Virtues: Bright colored blue flowers with a long season of interest. It is very hardy, insect and disease resistant, deep rooted (drought tolerant), nitrogen fixing, and not invasive.

Flower color: Large, deep blue (sapphire) clustered on erect stems grow 15 to 18 inches tall, followed by thumb-size chartreuse seedpods, each with a curious little pigtail. In July and August these pods turn to a rich, attractive charcoal, which adds another handsome dimension to the fall landscape or indoor arrangement.

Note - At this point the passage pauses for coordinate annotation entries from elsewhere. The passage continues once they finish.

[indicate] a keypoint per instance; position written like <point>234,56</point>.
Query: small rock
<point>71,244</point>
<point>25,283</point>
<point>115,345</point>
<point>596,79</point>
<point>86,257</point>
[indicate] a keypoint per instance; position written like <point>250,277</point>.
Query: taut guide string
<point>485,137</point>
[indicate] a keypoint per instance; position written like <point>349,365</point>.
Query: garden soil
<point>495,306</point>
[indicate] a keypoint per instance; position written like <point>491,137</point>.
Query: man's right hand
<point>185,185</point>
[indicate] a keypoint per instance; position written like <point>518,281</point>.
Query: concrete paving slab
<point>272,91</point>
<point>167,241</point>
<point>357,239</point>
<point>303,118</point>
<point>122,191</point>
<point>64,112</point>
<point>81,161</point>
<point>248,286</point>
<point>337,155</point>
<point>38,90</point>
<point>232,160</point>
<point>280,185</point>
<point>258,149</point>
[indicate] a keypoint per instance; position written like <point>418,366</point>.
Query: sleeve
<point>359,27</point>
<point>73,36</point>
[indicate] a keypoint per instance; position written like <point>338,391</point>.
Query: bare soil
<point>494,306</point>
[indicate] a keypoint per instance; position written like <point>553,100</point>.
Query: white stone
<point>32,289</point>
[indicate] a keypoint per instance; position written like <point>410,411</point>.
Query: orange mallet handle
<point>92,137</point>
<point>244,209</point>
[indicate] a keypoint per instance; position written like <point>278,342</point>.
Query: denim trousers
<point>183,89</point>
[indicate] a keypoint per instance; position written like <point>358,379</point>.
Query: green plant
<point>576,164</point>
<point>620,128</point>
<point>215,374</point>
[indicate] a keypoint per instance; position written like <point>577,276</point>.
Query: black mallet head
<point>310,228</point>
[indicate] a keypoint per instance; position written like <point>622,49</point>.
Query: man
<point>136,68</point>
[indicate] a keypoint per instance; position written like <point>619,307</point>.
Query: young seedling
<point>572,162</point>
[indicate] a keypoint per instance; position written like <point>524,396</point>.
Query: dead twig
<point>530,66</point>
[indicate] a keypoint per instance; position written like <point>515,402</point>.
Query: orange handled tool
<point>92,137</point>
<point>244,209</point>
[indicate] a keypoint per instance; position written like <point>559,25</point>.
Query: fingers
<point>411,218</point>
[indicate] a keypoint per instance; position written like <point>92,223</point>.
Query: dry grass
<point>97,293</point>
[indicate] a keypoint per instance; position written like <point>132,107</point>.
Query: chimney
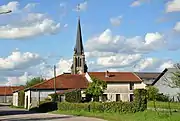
<point>107,73</point>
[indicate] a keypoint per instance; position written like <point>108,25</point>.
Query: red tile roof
<point>8,90</point>
<point>64,81</point>
<point>116,76</point>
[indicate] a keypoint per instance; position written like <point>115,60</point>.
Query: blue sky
<point>128,35</point>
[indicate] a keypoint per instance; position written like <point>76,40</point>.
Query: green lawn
<point>164,105</point>
<point>140,116</point>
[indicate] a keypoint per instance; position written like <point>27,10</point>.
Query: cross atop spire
<point>79,50</point>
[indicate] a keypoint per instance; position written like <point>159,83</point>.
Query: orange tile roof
<point>116,76</point>
<point>8,90</point>
<point>64,81</point>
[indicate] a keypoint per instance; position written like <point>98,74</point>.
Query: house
<point>162,82</point>
<point>16,96</point>
<point>6,93</point>
<point>120,85</point>
<point>147,77</point>
<point>39,92</point>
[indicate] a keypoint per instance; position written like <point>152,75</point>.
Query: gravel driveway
<point>9,114</point>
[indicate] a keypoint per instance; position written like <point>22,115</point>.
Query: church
<point>120,85</point>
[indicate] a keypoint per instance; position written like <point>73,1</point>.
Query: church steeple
<point>79,63</point>
<point>79,45</point>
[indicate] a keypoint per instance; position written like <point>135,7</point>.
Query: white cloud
<point>30,6</point>
<point>173,6</point>
<point>18,61</point>
<point>116,21</point>
<point>65,25</point>
<point>30,25</point>
<point>167,64</point>
<point>21,80</point>
<point>119,60</point>
<point>107,42</point>
<point>81,7</point>
<point>46,26</point>
<point>136,3</point>
<point>177,27</point>
<point>13,6</point>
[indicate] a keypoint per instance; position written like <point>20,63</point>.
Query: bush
<point>21,96</point>
<point>121,107</point>
<point>45,107</point>
<point>73,96</point>
<point>162,97</point>
<point>152,92</point>
<point>140,100</point>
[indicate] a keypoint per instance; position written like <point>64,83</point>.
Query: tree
<point>96,88</point>
<point>175,78</point>
<point>152,92</point>
<point>33,81</point>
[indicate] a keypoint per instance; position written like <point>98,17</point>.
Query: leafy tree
<point>152,92</point>
<point>96,88</point>
<point>33,81</point>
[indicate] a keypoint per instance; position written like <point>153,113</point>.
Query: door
<point>118,98</point>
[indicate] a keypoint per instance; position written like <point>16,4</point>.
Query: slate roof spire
<point>79,50</point>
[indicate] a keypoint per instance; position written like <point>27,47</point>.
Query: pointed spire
<point>79,45</point>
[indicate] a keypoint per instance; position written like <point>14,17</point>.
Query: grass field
<point>140,116</point>
<point>164,105</point>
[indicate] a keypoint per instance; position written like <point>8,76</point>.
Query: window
<point>118,98</point>
<point>131,86</point>
<point>131,97</point>
<point>104,97</point>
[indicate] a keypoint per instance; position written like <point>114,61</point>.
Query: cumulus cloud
<point>30,25</point>
<point>13,6</point>
<point>21,80</point>
<point>107,42</point>
<point>30,6</point>
<point>177,27</point>
<point>119,60</point>
<point>167,64</point>
<point>18,60</point>
<point>81,7</point>
<point>173,6</point>
<point>136,3</point>
<point>46,26</point>
<point>116,21</point>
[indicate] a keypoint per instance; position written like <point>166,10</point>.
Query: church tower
<point>79,64</point>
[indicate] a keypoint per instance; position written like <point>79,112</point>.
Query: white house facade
<point>164,80</point>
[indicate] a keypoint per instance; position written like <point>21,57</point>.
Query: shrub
<point>162,97</point>
<point>21,96</point>
<point>45,107</point>
<point>140,100</point>
<point>121,107</point>
<point>73,96</point>
<point>54,97</point>
<point>152,92</point>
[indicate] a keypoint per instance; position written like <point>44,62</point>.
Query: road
<point>9,114</point>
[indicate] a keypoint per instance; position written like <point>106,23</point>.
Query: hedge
<point>112,107</point>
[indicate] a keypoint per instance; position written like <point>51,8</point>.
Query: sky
<point>123,35</point>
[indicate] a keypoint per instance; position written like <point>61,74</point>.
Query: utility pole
<point>54,79</point>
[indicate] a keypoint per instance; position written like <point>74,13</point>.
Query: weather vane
<point>78,10</point>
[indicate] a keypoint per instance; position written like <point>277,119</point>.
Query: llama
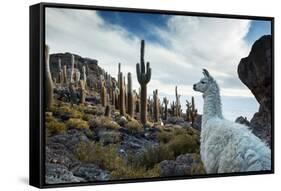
<point>227,146</point>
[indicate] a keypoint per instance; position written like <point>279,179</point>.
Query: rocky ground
<point>83,145</point>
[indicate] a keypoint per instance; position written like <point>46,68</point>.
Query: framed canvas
<point>123,95</point>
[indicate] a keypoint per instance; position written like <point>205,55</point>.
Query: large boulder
<point>186,164</point>
<point>255,71</point>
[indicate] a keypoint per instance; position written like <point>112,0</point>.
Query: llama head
<point>205,83</point>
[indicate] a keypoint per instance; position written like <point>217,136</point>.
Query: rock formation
<point>255,71</point>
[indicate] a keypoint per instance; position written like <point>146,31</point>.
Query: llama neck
<point>212,103</point>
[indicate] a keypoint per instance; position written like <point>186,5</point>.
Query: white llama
<point>227,146</point>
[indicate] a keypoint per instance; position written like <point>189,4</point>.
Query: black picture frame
<point>37,133</point>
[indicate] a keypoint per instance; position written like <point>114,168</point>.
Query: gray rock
<point>91,172</point>
<point>242,120</point>
<point>183,165</point>
<point>70,139</point>
<point>255,72</point>
<point>57,173</point>
<point>197,122</point>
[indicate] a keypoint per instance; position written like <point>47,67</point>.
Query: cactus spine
<point>178,106</point>
<point>156,105</point>
<point>166,102</point>
<point>121,95</point>
<point>130,96</point>
<point>143,75</point>
<point>103,94</point>
<point>107,111</point>
<point>72,69</point>
<point>64,74</point>
<point>49,90</point>
<point>82,92</point>
<point>84,75</point>
<point>193,111</point>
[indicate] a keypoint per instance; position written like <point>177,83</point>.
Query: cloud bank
<point>188,45</point>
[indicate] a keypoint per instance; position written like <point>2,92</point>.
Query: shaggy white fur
<point>227,146</point>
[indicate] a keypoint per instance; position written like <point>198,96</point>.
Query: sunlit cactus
<point>130,96</point>
<point>155,106</point>
<point>121,95</point>
<point>64,74</point>
<point>82,91</point>
<point>166,102</point>
<point>49,90</point>
<point>107,111</point>
<point>177,104</point>
<point>103,94</point>
<point>84,77</point>
<point>72,69</point>
<point>144,76</point>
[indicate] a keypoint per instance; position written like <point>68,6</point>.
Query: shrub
<point>66,111</point>
<point>88,117</point>
<point>134,126</point>
<point>182,144</point>
<point>164,137</point>
<point>77,123</point>
<point>108,137</point>
<point>105,157</point>
<point>103,121</point>
<point>150,157</point>
<point>54,127</point>
<point>129,172</point>
<point>197,168</point>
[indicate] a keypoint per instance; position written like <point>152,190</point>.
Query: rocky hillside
<point>255,71</point>
<point>96,129</point>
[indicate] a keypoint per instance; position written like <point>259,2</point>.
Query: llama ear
<point>206,73</point>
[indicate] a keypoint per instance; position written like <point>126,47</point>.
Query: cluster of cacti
<point>155,106</point>
<point>107,111</point>
<point>121,97</point>
<point>143,75</point>
<point>130,96</point>
<point>178,105</point>
<point>103,93</point>
<point>71,76</point>
<point>60,74</point>
<point>48,81</point>
<point>82,91</point>
<point>165,102</point>
<point>84,77</point>
<point>191,112</point>
<point>173,108</point>
<point>65,74</point>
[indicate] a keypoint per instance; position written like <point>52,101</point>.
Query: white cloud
<point>191,43</point>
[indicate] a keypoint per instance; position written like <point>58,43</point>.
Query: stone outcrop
<point>183,165</point>
<point>255,71</point>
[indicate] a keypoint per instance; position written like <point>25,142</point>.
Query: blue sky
<point>136,24</point>
<point>177,47</point>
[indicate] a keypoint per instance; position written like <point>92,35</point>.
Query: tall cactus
<point>155,106</point>
<point>144,75</point>
<point>121,94</point>
<point>178,106</point>
<point>82,91</point>
<point>60,72</point>
<point>49,90</point>
<point>193,111</point>
<point>166,102</point>
<point>130,96</point>
<point>64,74</point>
<point>188,110</point>
<point>84,77</point>
<point>72,69</point>
<point>103,94</point>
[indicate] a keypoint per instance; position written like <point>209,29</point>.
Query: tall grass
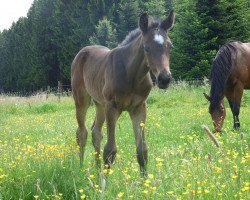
<point>39,156</point>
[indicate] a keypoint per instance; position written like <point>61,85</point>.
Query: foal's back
<point>88,71</point>
<point>242,65</point>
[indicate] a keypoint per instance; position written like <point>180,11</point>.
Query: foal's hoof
<point>144,173</point>
<point>236,125</point>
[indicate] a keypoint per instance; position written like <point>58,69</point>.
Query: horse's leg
<point>234,98</point>
<point>97,132</point>
<point>138,117</point>
<point>112,114</point>
<point>82,101</point>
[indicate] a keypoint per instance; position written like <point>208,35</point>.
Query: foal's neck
<point>136,65</point>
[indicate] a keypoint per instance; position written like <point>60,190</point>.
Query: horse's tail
<point>220,72</point>
<point>77,69</point>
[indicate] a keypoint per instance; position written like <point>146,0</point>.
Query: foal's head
<point>157,46</point>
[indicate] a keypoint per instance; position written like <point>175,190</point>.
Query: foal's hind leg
<point>97,132</point>
<point>112,114</point>
<point>82,101</point>
<point>234,98</point>
<point>138,117</point>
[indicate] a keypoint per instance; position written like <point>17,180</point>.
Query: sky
<point>11,10</point>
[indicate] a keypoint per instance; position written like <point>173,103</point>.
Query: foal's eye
<point>146,49</point>
<point>170,45</point>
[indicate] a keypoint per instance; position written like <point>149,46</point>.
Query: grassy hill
<point>39,156</point>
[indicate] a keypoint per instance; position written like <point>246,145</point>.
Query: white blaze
<point>159,39</point>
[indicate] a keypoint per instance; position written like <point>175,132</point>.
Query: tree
<point>104,34</point>
<point>188,59</point>
<point>129,13</point>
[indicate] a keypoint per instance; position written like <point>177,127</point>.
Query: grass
<point>39,156</point>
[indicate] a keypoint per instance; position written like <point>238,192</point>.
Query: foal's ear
<point>207,97</point>
<point>143,23</point>
<point>168,23</point>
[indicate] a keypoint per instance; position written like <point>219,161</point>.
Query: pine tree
<point>104,34</point>
<point>129,13</point>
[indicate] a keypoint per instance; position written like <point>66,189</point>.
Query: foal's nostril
<point>163,80</point>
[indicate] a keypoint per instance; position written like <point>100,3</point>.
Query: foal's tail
<point>77,69</point>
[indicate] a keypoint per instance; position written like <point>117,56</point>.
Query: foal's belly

Leaf foliage: Delicate looking leaflets of soft, powder blue designed for the hot and arid southern Great Plains, but hardy even in zone 4. The foliage stays clean and healthy all season. The 15- to 18 -inch seed pods and stalks turn to an attractive charcoal black in fall adding a new look to the garden, or may be used in everlasting arrangements with sumac, rudbeckia cones, bitter sweet, aronia berries, grass plumes, and many others.

Goes great with:

Scutellaria scoridifolia ‘Mongolian Skies’
Echinacea tennesseensis hybrids
Gaillardia ‘Goldkobold’
Rudbeckia ‘Prairie Sun’
Monarda ‘Petite Delight’ PPAF
Iris pallida ‘Aurea Variegata’
Iris setosa subsp. canadensis
Calylophus ‘Prairie Lode’
Calamagrostis ‘Karl Foerster’
Descampsia ‘Northern Lights’
Coreopsis auriculata ‘Nana’
Coreopsis auriculata ‘Zamphir’

 

Habit: Stems grow up to 15 to 24 inches with erect flower stalks, looking like a professional florist arrangement.

Season: Starts with the asparagus-like shoots in spring and continues to January with the everlasting bouquet.

Suggested by: Harlan Hamernik of Bluebird Nursery.

Where does it come from: Southern Nebraska and Kansas.

Tips: Takes a couple of years to get established, but then lasts for generations. Needs a location with sun and well-drained soil. USDA hardiness zones 3-8.